After retrieving the in-sample performance, I use the workflow to predict on holdout data.

# Finalise the workflow
set.seed(56789)
rf_final_fit <- rf_final_wf %>%
  last_fit(splits, metrics = class_metrics)
# Collect predictions
summary_rf <- rf_final_fit %>% 
  collect_predictions()

summary(summary_rf$.pred)
# Collect metrics
rf_final_fit %>% 
  collect_metrics()

So I used cross-validation to finetune and eventually test on holdout data. However, how do I get partial dependence plots to 'open the black box'?


Solution

  • We recommend using DALEX for these kinds of model explainability tasks, because there is great support for tidymodels.

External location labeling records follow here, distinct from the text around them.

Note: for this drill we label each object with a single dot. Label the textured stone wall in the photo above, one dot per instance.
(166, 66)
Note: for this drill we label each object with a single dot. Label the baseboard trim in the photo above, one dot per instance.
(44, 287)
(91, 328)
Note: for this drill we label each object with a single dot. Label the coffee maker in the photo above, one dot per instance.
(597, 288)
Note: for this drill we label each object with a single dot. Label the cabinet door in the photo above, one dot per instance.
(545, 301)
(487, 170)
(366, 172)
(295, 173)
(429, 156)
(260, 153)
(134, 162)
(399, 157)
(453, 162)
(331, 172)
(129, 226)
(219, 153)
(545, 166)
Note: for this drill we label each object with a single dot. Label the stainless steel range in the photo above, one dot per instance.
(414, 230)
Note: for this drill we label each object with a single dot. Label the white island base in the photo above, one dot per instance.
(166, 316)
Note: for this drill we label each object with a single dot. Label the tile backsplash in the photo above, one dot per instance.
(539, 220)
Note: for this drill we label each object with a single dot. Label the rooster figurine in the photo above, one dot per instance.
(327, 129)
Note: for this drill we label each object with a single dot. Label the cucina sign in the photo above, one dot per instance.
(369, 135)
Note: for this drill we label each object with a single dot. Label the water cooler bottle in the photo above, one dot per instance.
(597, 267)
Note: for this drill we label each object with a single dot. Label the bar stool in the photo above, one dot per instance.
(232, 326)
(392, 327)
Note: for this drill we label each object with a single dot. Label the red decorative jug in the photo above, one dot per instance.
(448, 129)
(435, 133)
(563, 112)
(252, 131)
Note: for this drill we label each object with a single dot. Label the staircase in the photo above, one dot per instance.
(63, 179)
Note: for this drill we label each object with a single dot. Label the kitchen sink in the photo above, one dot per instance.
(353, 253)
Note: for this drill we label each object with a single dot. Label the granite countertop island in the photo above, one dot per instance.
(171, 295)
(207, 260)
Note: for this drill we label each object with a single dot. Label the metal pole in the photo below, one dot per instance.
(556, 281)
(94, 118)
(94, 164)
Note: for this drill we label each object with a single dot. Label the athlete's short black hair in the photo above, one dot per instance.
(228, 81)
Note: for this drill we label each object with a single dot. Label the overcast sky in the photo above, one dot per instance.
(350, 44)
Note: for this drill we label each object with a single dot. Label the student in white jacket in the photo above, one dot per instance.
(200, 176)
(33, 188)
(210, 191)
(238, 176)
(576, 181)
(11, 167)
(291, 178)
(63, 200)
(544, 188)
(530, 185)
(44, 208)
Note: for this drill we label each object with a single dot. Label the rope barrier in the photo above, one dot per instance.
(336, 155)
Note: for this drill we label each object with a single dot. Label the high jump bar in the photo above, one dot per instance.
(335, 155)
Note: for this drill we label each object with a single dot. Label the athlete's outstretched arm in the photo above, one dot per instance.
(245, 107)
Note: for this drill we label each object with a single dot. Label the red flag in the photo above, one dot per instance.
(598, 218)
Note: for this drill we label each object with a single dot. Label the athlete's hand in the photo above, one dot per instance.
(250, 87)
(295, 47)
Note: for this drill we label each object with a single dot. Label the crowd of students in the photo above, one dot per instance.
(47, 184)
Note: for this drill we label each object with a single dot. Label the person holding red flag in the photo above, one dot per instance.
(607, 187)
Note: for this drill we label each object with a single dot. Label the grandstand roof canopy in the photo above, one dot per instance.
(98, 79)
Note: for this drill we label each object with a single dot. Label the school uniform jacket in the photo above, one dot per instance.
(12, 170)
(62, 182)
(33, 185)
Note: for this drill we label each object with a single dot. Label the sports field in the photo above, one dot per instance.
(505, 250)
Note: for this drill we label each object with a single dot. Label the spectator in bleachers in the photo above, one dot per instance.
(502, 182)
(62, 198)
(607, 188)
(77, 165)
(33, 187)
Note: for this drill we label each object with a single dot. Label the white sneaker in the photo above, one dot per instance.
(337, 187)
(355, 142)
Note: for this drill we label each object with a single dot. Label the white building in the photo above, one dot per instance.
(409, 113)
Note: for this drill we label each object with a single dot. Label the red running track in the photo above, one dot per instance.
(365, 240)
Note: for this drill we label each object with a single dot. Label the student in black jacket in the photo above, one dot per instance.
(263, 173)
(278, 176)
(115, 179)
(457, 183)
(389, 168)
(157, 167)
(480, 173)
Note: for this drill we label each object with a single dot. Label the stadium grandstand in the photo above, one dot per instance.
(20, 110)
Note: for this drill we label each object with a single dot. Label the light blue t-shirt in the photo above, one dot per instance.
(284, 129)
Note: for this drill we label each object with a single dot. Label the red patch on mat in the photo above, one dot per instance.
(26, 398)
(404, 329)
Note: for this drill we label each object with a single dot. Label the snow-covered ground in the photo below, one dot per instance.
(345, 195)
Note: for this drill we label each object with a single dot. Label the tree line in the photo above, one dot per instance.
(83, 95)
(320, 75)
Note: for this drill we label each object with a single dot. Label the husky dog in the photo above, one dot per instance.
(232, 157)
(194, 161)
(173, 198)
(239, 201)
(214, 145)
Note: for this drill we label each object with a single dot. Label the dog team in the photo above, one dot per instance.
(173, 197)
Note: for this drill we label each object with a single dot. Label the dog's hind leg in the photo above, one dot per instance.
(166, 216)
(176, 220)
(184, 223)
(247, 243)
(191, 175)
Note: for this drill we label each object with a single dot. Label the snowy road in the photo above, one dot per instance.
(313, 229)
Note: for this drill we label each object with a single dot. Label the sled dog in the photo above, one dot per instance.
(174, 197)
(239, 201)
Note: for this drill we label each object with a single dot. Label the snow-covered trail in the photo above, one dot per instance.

    After you have a final fitted model (such as your random forest), you need to:

    • create a DALEX explainer
    • compute the PDP
    library(tidymodels)
    #> Registered S3 method overwritten by 'tune':
    #>   method                   from   
    #>   required_pkgs.model_spec parsnip
    library(DALEXtra)
    #> Loading required package: DALEX
    #> Welcome to DALEX (version: 2.2.0).
    #> Find examples and detailed introduction at: http://ema.drwhy.ai/
    #> Additional features will be available after installation of: ggpubr.
    #> Use 'install_dependencies()' to get all suggested dependencies
    #> 
    #> Attaching package: 'DALEX'
    #> The following object is masked from 'package:dplyr':
    #> 
    #>     explain
    
    data(ames)
    ames_train <- ames %>%
        transmute(Sale_Price = log10(Sale_Price),
                  Gr_Liv_Area = as.numeric(Gr_Liv_Area), 
                  Year_Built, Bldg_Type)
    
    rf_model <- 
        rand_forest(trees = 1000) %>% 
        set_engine("ranger") %>% 
        set_mode("regression")
    
    rf_wflow <- 
        workflow() %>% 
        add_formula(
            Sale_Price ~ Gr_Liv_Area + Year_Built + Bldg_Type) %>% 
        add_model(rf_model) 
    
    rf_fit <- rf_wflow %>% fit(data = ames_train)
    explainer_rf <- explain_tidymodels(
        rf_fit, 
        data = dplyr::select(ames_train, -Sale_Price), 
        y = ames_train$Sale_Price,
        label = "random forest"
    )
    #> Preparation of a new explainer is initiated
    #>   -> model label       :  random forest 
    #>   -> data              :  2930  rows  3  cols 
    #>   -> data              :  tibble converted into a data.frame 
    #>   -> target variable   :  2930  values 
    #>   -> predict function  :  yhat.workflow  will be used ( [33m default [39m )
    #>   -> predicted values  :  No value for predict function target column. ( [33m default [39m )
    #>   -> model_info        :  package tidymodels , ver. 0.1.3 , task regression ( [33m default [39m ) 
    #>   -> predicted values  :  numerical, min =  4.896018 , mean =  5.220595 , max =  5.518857  
    #>   -> residual function :  difference between y and yhat ( [33m default [39m )
    #>   -> residuals         :  numerical, min =  -0.8083636 , mean =  4.509735e-05 , max =  0.3590898  
    #>  [32m A new explainer has been created! [39m
    
    pdp_rf <- model_profile(explainer_rf, N = NULL, 
                            variables = "Gr_Liv_Area", groups = "Bldg_Type")
    
    as_tibble(pdp_rf$agr_profiles) %>%
        mutate(`_label_` = stringr::str_remove(`_label_`, "random forest_")) %>%
        ggplot(aes(`_x_`, `_yhat_`, color = `_label_`)) +
        geom_line(size = 1.2, alpha = 0.8) +
        labs(x = "Gross living area", 
             y = "Sale Price (log)", 
             color = NULL,
             title = "Partial dependence profile for Ames housing sales",
             subtitle = "Predictions from a random forest model")
    

    Created on 2021-05-27 by the reprex package (v2.0.0)

    Looks like I should maybe put the x-axis on a log scale.

    You can call plot(pdp_rf) to use the default plot methods from DALEX but I showed here how to make a more customized plot using the underlying computed PDPs.